Da una puntuale analisi di The European House - Ambrosetti in collaborazione con Microsoft Italia, il quadro degli orientamenti e delle scelte, da parte delle aziende italiane, in tema di nuove tecnologie, con un occhio alle filiere e alla mappa dell’ecosistema digitale del nostro paese.
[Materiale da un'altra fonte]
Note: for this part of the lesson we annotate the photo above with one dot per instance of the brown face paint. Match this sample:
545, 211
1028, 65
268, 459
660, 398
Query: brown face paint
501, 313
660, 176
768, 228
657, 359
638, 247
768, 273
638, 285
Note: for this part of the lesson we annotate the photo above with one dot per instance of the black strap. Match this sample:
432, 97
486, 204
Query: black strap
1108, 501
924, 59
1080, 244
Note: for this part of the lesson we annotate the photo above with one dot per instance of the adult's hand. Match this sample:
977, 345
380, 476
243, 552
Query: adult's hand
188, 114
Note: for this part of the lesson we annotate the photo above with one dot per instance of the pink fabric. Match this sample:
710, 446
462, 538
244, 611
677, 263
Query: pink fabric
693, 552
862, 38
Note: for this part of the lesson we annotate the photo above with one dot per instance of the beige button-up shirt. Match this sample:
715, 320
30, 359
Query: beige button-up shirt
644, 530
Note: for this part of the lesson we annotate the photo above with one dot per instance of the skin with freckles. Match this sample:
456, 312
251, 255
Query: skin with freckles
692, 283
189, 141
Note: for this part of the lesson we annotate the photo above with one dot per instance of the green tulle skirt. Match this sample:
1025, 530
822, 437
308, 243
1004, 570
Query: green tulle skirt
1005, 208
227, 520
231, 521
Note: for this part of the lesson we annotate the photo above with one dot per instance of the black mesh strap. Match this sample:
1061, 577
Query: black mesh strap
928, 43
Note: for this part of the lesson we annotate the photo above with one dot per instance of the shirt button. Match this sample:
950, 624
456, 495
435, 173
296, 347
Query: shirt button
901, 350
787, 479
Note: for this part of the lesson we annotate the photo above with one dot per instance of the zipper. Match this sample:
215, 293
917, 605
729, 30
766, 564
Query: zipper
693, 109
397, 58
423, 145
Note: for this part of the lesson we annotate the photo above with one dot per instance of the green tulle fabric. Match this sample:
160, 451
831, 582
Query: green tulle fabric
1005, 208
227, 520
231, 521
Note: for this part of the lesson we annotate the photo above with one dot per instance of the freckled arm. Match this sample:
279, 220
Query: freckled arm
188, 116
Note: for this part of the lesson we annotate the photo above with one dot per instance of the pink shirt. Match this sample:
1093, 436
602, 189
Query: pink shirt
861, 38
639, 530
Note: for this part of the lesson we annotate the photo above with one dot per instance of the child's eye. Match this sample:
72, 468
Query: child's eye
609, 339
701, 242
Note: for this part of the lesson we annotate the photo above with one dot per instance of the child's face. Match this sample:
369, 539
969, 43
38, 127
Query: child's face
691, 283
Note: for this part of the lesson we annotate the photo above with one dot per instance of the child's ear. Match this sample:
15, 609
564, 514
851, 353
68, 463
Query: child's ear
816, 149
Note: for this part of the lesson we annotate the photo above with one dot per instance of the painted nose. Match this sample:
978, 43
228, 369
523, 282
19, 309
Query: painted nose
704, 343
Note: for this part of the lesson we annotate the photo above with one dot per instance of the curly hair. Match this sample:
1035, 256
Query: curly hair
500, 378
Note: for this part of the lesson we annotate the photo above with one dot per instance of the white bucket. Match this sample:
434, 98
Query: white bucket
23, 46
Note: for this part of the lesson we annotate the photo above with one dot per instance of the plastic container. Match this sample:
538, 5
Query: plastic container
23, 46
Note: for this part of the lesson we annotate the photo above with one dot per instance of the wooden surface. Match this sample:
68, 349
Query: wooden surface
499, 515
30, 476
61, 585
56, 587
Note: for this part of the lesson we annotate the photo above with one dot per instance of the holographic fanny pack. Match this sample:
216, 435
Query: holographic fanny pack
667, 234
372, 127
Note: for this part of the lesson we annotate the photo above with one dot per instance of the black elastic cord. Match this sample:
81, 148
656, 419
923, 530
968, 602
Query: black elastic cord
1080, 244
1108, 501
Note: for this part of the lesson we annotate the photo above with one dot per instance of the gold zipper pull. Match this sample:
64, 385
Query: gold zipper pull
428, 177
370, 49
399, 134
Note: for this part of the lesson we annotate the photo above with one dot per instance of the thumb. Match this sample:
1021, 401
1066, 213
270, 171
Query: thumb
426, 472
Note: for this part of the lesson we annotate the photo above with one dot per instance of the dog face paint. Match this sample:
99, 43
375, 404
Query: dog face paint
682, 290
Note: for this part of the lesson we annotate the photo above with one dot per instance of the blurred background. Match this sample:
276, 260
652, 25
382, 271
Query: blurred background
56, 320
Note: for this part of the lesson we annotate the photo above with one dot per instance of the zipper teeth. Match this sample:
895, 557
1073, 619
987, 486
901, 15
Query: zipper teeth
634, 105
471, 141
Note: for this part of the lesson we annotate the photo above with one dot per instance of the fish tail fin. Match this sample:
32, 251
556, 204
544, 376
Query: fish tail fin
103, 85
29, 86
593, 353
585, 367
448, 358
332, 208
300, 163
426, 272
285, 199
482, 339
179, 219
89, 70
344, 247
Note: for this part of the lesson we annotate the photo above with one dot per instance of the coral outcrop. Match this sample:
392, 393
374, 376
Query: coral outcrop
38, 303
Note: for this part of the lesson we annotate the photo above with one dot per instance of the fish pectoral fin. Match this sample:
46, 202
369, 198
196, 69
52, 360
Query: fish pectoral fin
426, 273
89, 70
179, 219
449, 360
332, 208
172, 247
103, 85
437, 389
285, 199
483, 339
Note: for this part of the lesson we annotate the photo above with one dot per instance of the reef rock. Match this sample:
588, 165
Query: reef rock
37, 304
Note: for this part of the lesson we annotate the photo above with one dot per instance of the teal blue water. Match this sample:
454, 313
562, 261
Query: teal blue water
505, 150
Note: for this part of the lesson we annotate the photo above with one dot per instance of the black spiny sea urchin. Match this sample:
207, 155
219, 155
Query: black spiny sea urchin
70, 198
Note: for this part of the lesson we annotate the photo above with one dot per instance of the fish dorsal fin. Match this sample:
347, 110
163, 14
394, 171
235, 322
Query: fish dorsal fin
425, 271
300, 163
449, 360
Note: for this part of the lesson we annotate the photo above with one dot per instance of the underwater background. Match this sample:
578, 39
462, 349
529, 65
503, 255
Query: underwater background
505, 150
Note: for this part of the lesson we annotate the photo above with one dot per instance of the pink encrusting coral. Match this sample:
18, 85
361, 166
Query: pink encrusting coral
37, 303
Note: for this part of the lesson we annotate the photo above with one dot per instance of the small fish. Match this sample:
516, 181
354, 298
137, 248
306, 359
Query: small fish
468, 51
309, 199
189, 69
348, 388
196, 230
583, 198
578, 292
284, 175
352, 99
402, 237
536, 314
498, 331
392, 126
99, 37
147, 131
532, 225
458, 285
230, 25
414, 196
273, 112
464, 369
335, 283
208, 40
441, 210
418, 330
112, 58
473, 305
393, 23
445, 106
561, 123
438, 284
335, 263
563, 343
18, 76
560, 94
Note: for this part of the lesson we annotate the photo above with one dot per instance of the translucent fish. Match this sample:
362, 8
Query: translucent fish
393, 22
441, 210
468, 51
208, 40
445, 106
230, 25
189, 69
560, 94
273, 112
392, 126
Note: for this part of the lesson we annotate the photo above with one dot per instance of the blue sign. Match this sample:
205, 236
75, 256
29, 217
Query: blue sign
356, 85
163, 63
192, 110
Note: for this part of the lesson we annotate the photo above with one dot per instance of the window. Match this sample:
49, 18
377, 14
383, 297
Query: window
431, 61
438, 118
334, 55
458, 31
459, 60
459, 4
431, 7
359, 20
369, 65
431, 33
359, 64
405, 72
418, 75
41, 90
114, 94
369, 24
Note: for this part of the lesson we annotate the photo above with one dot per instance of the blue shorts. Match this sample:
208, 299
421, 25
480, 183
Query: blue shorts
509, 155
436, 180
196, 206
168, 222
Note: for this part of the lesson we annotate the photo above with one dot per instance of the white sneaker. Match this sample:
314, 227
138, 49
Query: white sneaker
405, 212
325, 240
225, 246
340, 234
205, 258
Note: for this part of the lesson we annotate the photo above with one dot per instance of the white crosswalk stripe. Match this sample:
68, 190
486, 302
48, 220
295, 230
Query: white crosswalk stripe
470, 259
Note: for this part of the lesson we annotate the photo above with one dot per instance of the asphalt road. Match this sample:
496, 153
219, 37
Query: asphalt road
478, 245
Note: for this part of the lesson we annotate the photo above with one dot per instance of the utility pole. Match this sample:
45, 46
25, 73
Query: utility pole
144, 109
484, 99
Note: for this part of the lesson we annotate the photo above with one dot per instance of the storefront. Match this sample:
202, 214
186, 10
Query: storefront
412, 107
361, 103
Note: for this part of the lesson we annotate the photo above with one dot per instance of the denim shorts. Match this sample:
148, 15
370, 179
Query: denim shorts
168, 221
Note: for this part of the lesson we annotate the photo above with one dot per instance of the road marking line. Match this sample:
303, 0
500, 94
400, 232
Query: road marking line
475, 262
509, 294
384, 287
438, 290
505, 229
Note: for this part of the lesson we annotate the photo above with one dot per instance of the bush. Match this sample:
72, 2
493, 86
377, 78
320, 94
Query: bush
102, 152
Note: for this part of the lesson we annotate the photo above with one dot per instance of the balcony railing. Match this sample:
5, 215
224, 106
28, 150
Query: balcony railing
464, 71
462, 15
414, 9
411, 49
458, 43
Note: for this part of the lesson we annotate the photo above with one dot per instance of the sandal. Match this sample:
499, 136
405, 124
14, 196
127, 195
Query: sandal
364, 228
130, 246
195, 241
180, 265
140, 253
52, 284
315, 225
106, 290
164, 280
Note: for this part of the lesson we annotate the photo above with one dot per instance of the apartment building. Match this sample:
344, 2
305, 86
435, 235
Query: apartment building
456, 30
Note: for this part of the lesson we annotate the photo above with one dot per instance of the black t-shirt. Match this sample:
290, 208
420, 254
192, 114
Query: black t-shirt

Nonostante la forte spinta inferta dall’emergenza pandemica nel corso degli ultimi due anni, l’adozione del digitale, in Italia, non è (ancora) allineata agli altri paesi europei.

Per una serie di motivi – tra cui la generale mancanza di competenze IT – il nostro paese risente di un ritardo nel processo di digital transformation.

Sul tema, fa il punto il recente studio dal titolo “Next Generation DigITALY – Come promuovere l’integrazione e lo sviluppo di un ecosistema digitale per accelerare l’innovazione e la crescita del Paese”, a cura di The European House – Ambrosetti in collaborazione con Microsoft Italia, presentando i dati di un’indagine sugli orientamenti e sulle scelte delle aziende italiane nell’impiego delle tecnologie digitali al loro interno. Ma non solo.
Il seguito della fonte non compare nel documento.